2006-07-15
A robot wish
I've come to realize that I have a two-part wish about web robots and spiders and so on. To wit:
I wish that there was something that all robots put in the HTTP request headers (perhaps having 'ROBOT' somewhere in their User-Agent string), and then that there was a standard HTTP response code for 'request declined because robots should not crawl this resource'.
Part of the problems of dealing with (well behaved) robots is that the
only real robot signature is fetching robots.txt
, and even that isn't
a sure thing. You can look at User-Agent strings to recognize specific
robots, but this doesn't scale and it's reactive, not proactive. (I
say it doesn't scale because in the past 28 days, over 100 different
robotic-looking User-Agent strings fetched robots.txt
here.)
Having a definite robot signature in each request would make all
sorts of robot filtering much easier and more reliable (and we
wouldn't have to depend on robots.txt
to do it, which has problems). And with a specific error response for it, robots
could unambiguously know what was going on and behave appropriately.
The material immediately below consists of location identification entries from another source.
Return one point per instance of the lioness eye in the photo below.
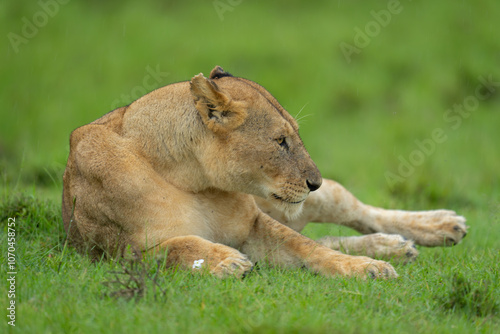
(282, 142)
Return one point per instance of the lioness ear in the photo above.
(219, 112)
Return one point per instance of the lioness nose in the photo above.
(313, 185)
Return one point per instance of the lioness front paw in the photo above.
(233, 267)
(437, 228)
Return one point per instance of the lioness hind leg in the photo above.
(193, 252)
(378, 245)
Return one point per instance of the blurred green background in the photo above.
(65, 64)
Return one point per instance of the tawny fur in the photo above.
(195, 170)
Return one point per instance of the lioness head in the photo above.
(254, 144)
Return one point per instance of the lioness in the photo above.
(214, 169)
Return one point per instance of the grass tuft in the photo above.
(474, 298)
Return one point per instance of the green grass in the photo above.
(360, 118)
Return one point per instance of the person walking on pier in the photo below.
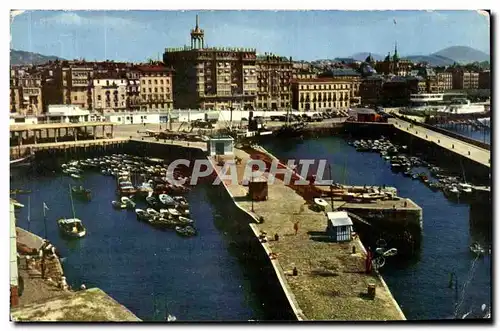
(368, 261)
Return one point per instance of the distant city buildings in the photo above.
(202, 77)
(315, 94)
(212, 78)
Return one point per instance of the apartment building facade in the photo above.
(25, 93)
(274, 76)
(320, 94)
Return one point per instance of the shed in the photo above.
(339, 226)
(257, 189)
(222, 145)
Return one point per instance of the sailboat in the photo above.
(71, 227)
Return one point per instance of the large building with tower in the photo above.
(212, 78)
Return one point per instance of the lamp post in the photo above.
(450, 285)
(331, 186)
(251, 191)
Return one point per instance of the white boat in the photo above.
(71, 227)
(118, 204)
(128, 202)
(185, 221)
(166, 199)
(153, 212)
(142, 215)
(465, 188)
(174, 212)
(477, 249)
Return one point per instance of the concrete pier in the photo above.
(331, 283)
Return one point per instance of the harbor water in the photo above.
(420, 284)
(150, 271)
(483, 135)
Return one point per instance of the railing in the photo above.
(447, 133)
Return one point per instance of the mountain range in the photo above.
(22, 58)
(444, 57)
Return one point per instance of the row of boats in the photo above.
(166, 207)
(400, 162)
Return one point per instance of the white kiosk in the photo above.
(222, 145)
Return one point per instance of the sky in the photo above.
(304, 35)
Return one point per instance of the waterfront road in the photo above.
(475, 153)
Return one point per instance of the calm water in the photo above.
(146, 269)
(419, 286)
(482, 135)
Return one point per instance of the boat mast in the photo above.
(71, 198)
(29, 212)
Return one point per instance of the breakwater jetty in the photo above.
(322, 280)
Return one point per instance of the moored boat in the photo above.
(187, 231)
(118, 204)
(184, 221)
(71, 227)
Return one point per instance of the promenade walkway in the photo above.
(467, 150)
(331, 283)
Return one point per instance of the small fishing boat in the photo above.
(477, 249)
(184, 211)
(465, 188)
(184, 221)
(187, 231)
(174, 212)
(71, 227)
(151, 201)
(153, 212)
(82, 192)
(129, 203)
(396, 166)
(407, 172)
(166, 200)
(142, 215)
(118, 204)
(182, 201)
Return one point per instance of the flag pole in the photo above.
(44, 220)
(29, 212)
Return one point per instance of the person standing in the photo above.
(368, 261)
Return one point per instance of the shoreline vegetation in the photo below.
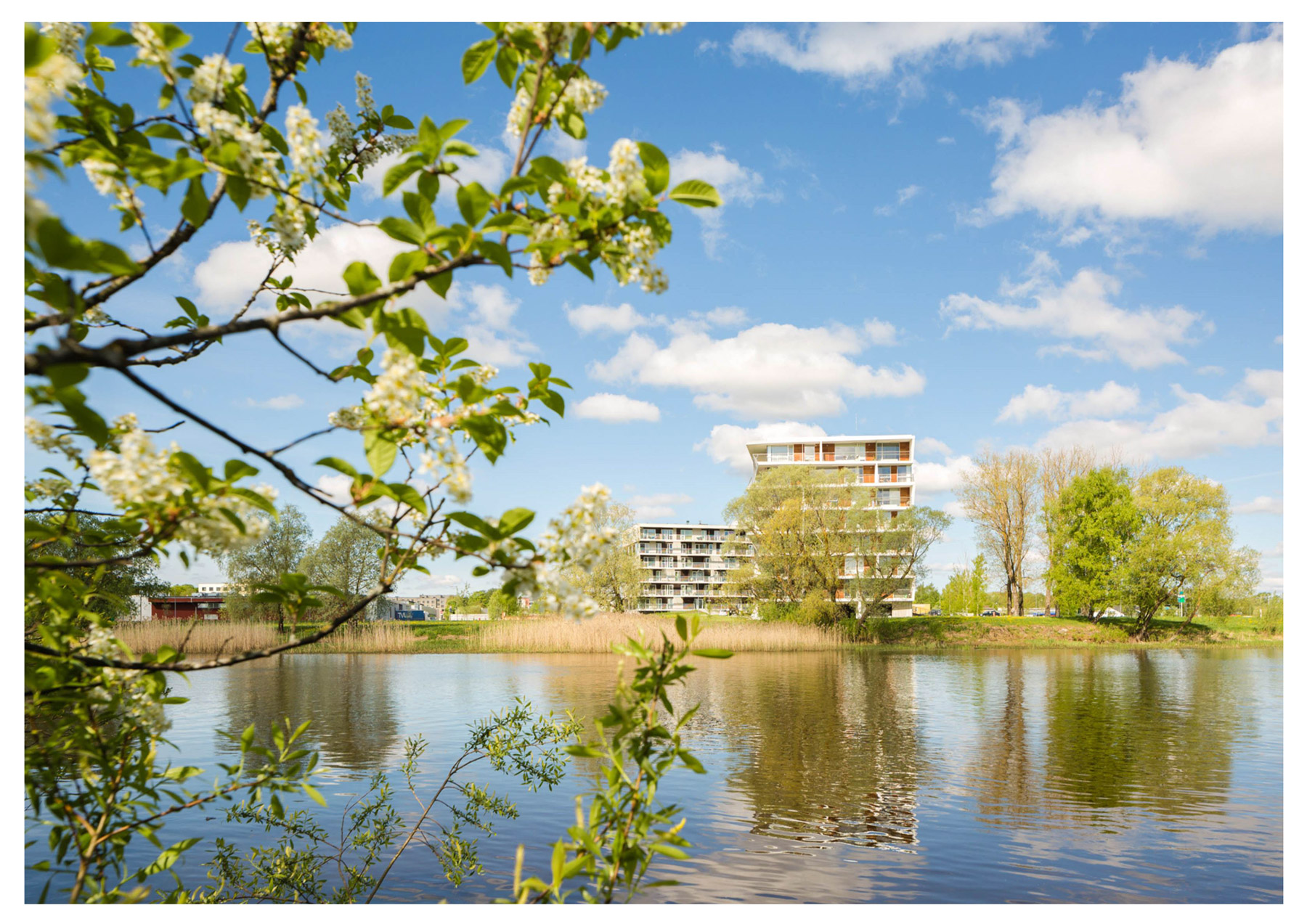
(552, 634)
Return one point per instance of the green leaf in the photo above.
(403, 229)
(439, 284)
(380, 451)
(506, 63)
(195, 205)
(516, 520)
(361, 279)
(339, 465)
(405, 264)
(656, 169)
(477, 59)
(696, 194)
(473, 202)
(238, 189)
(396, 176)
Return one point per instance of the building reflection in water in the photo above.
(826, 745)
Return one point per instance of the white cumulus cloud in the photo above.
(738, 184)
(864, 54)
(656, 506)
(606, 318)
(730, 443)
(1250, 414)
(1054, 404)
(1081, 308)
(1195, 143)
(277, 403)
(1261, 504)
(609, 408)
(765, 373)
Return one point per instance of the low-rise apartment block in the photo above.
(684, 568)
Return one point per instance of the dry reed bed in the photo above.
(211, 638)
(555, 634)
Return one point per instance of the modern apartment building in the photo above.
(684, 568)
(882, 465)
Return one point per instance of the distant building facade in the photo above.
(683, 566)
(881, 465)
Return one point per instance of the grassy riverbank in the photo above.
(552, 634)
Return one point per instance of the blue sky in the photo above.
(983, 236)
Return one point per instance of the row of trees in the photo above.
(1106, 535)
(804, 533)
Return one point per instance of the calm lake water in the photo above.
(842, 777)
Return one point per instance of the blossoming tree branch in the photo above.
(425, 406)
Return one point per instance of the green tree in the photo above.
(1096, 523)
(99, 557)
(956, 592)
(225, 144)
(348, 557)
(614, 582)
(977, 579)
(889, 552)
(1183, 540)
(282, 548)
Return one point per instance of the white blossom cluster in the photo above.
(45, 437)
(625, 176)
(110, 179)
(255, 158)
(277, 37)
(150, 47)
(52, 81)
(306, 152)
(49, 486)
(364, 93)
(211, 78)
(68, 36)
(624, 184)
(137, 476)
(135, 702)
(581, 94)
(449, 465)
(400, 393)
(573, 541)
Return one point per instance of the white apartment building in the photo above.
(684, 568)
(884, 465)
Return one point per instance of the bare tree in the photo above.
(1001, 496)
(1058, 468)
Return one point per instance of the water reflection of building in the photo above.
(348, 698)
(829, 752)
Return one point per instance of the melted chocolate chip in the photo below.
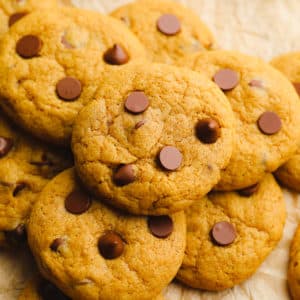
(160, 226)
(223, 233)
(208, 131)
(116, 55)
(170, 158)
(111, 245)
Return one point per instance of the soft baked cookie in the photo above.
(50, 61)
(294, 266)
(266, 108)
(26, 165)
(154, 140)
(91, 251)
(230, 234)
(168, 30)
(289, 173)
(13, 10)
(41, 289)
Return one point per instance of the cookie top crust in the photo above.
(50, 61)
(266, 108)
(168, 30)
(154, 139)
(98, 252)
(230, 234)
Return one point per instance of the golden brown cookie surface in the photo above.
(91, 251)
(168, 30)
(289, 173)
(50, 62)
(266, 108)
(26, 165)
(155, 138)
(230, 235)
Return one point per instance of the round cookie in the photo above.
(294, 267)
(26, 165)
(229, 235)
(50, 62)
(168, 30)
(154, 140)
(91, 251)
(266, 108)
(13, 10)
(289, 173)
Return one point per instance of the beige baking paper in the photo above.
(259, 27)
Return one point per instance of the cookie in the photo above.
(266, 108)
(289, 173)
(168, 30)
(41, 289)
(154, 140)
(12, 11)
(230, 234)
(26, 166)
(294, 267)
(50, 61)
(91, 251)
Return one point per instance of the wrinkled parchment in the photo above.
(259, 27)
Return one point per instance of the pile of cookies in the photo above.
(133, 151)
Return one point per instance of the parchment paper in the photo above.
(259, 27)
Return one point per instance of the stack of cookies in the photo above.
(133, 152)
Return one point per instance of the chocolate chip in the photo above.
(249, 191)
(208, 131)
(160, 226)
(111, 245)
(16, 17)
(48, 291)
(16, 236)
(226, 79)
(256, 83)
(124, 175)
(269, 123)
(140, 124)
(137, 102)
(170, 158)
(29, 46)
(168, 24)
(19, 187)
(56, 243)
(77, 202)
(68, 89)
(223, 233)
(5, 145)
(297, 87)
(116, 55)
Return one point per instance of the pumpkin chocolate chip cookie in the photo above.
(154, 140)
(289, 173)
(50, 61)
(91, 251)
(294, 267)
(26, 165)
(266, 108)
(168, 30)
(230, 234)
(12, 11)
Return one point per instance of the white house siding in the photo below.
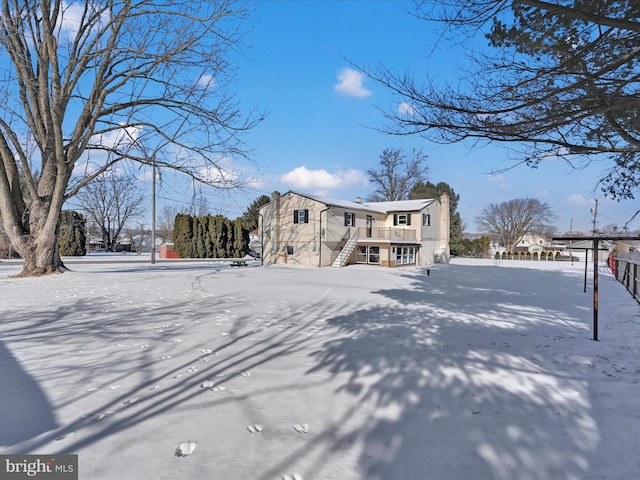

(You could also avoid having to give away information in robots.txt
about exactly what you don't want robots indexing, which can sometimes
be very interesting to nosy people.)
At the dawn of the robot era, it would have been pretty easy to introduce at least the per-request robot signature (an extended 'no robots please' status code might have been more challenging). Unfortunately it's too late by now. Still, if you're writing a new web spider I urge you to start a new movement and put 'ROBOT' somewhere in your User-Agent string.
(PS: I'm not suggesting that this mechanism should replace robots.txt
;
robots.txt
is very useful for efficient bulk removals when they can be
expressed within its limits. I'd like to have both available.)